Do individual human activities help contaminate with pharmaceuticals and personal care products?

Believe it or not, but pharmaceuticals, as helpful as they are to human health...are quickly invading the environment around us with harmful effects. Personal care products such as hair dyes and more are also having a negative impact as they leave houses and business's and enter the environment.

From 1999 to 2002, the United States Geological Survey (USGS) studied surface and groundwater samples from around the country to determine whether PPCPs were present. They found at least one compound in 80% of streams and 93% of groundwater. The most commonly found compounds were: steroids, OTC medications (like ibuprofen), and insect repellants. Different PPCPs have different toxilogical effects.

Regulatory agencies at all levels of government are realizing that pharmaceutical and personal care products (PPCPs) and endocrine disrupting chemicals (EDCs) in surface and drinking water are of concern. PPCPs and EDCs are being found in rivers, lakes, and groundwater, all which serve as sources of drinking water, and even in treated drinking water. PPCPs include over-the-counter (OTC) medications, prescription medications, dietary supplements, hormones, cleaning agents (especially antibacterial cleaners), and the inert ingredients that are associated with these products (which can be just as harmful, if not more so, than the active ingredients themselves). Many of the PPCPs are actually designed to impact the human hormone system.
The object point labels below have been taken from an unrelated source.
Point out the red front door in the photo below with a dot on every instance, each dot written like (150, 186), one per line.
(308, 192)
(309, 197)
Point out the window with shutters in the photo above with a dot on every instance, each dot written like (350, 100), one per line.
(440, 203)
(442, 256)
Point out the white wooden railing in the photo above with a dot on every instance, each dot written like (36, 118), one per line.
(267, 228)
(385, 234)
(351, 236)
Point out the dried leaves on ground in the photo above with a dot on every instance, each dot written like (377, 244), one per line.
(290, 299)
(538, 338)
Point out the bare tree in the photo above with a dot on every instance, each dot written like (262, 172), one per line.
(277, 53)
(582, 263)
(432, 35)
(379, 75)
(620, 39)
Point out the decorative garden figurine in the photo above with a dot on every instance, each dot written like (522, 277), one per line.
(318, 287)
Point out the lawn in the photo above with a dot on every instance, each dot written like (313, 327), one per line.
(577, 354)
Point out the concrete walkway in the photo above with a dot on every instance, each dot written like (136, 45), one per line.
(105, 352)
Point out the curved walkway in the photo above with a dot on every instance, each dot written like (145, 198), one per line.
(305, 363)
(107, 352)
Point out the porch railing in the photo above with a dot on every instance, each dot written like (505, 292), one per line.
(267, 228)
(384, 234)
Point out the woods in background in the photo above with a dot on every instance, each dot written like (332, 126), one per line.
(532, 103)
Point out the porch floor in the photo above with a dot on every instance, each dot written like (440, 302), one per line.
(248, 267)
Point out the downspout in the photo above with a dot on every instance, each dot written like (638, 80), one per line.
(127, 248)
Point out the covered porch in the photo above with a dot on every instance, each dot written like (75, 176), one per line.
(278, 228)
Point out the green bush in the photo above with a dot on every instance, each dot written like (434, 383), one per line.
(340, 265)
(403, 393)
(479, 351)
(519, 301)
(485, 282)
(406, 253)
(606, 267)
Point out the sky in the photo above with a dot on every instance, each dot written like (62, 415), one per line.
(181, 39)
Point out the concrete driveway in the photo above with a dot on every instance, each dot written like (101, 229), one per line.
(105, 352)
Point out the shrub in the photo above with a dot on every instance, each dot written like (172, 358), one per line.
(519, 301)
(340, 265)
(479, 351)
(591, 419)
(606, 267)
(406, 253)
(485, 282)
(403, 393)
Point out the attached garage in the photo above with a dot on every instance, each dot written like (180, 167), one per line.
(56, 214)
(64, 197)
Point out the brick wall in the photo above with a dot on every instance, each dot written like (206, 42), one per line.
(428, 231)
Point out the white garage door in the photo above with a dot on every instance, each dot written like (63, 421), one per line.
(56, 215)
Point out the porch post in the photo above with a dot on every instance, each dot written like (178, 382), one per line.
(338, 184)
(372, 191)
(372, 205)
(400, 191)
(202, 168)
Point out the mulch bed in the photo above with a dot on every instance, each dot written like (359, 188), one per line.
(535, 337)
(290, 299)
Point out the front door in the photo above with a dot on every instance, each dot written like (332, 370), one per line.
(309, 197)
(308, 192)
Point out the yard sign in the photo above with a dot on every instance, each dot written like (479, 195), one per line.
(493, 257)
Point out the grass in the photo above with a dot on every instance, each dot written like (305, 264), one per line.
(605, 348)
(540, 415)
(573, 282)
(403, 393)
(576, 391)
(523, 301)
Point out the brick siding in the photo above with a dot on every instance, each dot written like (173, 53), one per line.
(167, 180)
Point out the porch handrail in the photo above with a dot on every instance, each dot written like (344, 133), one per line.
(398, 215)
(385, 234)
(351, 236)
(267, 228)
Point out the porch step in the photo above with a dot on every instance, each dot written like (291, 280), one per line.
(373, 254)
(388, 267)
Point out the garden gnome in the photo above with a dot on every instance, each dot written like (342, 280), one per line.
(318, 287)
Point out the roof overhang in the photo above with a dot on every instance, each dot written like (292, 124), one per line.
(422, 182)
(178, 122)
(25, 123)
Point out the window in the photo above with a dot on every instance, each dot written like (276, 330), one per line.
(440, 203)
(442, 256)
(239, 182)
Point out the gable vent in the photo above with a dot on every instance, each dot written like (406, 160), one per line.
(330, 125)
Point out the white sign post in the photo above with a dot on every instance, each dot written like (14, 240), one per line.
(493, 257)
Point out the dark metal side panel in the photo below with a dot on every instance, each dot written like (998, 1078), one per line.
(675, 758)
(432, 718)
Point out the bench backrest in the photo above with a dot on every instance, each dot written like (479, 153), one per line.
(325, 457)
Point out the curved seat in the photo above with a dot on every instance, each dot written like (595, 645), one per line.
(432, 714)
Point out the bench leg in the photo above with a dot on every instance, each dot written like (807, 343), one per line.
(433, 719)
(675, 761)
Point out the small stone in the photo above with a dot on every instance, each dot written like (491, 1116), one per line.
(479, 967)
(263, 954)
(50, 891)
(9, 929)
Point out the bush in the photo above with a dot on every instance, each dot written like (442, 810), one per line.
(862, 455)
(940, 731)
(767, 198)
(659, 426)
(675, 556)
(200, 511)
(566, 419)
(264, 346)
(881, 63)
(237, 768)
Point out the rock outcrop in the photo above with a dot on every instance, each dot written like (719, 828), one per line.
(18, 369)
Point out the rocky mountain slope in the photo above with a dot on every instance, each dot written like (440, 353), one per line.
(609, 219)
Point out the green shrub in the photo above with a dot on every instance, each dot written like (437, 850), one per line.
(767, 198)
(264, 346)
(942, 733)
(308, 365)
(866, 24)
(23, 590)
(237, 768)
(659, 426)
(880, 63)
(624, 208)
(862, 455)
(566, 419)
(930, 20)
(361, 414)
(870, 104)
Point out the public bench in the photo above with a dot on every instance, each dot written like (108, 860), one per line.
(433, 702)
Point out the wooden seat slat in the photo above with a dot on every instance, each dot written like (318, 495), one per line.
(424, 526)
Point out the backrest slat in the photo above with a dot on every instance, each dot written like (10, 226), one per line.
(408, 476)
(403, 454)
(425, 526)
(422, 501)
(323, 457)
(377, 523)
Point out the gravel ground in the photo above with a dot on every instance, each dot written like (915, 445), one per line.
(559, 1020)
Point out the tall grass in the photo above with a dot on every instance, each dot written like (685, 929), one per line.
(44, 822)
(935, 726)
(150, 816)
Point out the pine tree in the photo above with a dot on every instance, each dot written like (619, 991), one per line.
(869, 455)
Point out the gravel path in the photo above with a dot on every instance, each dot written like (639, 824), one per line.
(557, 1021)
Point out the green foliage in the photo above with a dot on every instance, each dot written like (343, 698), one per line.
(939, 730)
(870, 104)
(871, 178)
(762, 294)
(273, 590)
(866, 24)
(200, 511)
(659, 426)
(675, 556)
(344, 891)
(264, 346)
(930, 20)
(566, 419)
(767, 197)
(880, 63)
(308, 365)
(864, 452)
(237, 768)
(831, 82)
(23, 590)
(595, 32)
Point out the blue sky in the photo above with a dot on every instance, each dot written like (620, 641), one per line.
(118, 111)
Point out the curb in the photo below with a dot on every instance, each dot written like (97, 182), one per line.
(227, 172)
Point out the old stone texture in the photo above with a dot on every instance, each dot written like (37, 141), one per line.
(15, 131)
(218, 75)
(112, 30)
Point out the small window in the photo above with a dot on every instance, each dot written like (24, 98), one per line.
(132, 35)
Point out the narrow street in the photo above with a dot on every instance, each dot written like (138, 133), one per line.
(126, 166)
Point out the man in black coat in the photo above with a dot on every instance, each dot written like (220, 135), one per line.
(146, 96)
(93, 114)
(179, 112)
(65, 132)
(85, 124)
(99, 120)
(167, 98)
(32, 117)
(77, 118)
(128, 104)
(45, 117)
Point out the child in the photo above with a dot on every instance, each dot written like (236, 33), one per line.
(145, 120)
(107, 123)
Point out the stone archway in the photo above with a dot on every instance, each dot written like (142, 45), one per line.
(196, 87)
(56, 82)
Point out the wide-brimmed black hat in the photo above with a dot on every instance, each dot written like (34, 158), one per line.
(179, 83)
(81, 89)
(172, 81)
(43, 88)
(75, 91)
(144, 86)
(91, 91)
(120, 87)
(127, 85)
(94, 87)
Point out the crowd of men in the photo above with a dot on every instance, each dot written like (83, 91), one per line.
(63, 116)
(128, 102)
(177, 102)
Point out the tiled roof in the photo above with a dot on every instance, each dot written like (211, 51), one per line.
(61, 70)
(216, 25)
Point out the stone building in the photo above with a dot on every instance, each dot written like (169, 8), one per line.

Some PPCPs are also Endocrine Disrupting Chemicals (EDCs). The endocrine system is a complex network of hormones and glands which release hormones into the body and regulate growth, development and maturation. Endocrine disrupters are synthetic chemicals which either block or mimic natural hormones, which in turn disrupt normal functioning of organs. Many of the components of OTC drugs, supplements, and prescription medications are not completely metabolized by the human body. Therefore, the unmetabolized portions of these compounds are excreted when people defecate or urinate. For example, when amoxicillin, a common antibiotic, is ingested, 60% of the drug comes out unchanged in the urine.

The PPCPs triclosan and tricloscarban1 have been found to disrupt development in frogs, causes endocrine disruption in mussels, disrupts thyroid hormones in rats after only short-term exposure (Crofton, et al., Short term in Vivo exposure to the water contaminant triclosan: Evidence for disruption of thyroxine. Triclosan and triclocarban are toxic to aquatic biota, bioaccumulate in algae and earthworms, are endocrine disrupters, can contain dioxin and other carcinogens, degrade to form other carcinogens, and are persistent in the environment.

But the damage from pharmaceuticals and PPCP contamination doesn't just affect the environment. Take this one research stat for an eye-opening example; potential human health impacts include: cancer, Type II diabetes, behavioral changes such as increased aggressiveness and decreased attention span, compromised immunity, and neurological effects (Spano, T., "Contaminants of Emerging Concern: Endocrine Disrupters," Presentation to COG Chief Administrative Officers Committee, August 1, 2007). Clearly mankind needs to become more attentive not only to reasons we ingest pharmaceuticals and use PPCP's, but also to the reverse effects these chemicals are having as we discard them into our environment.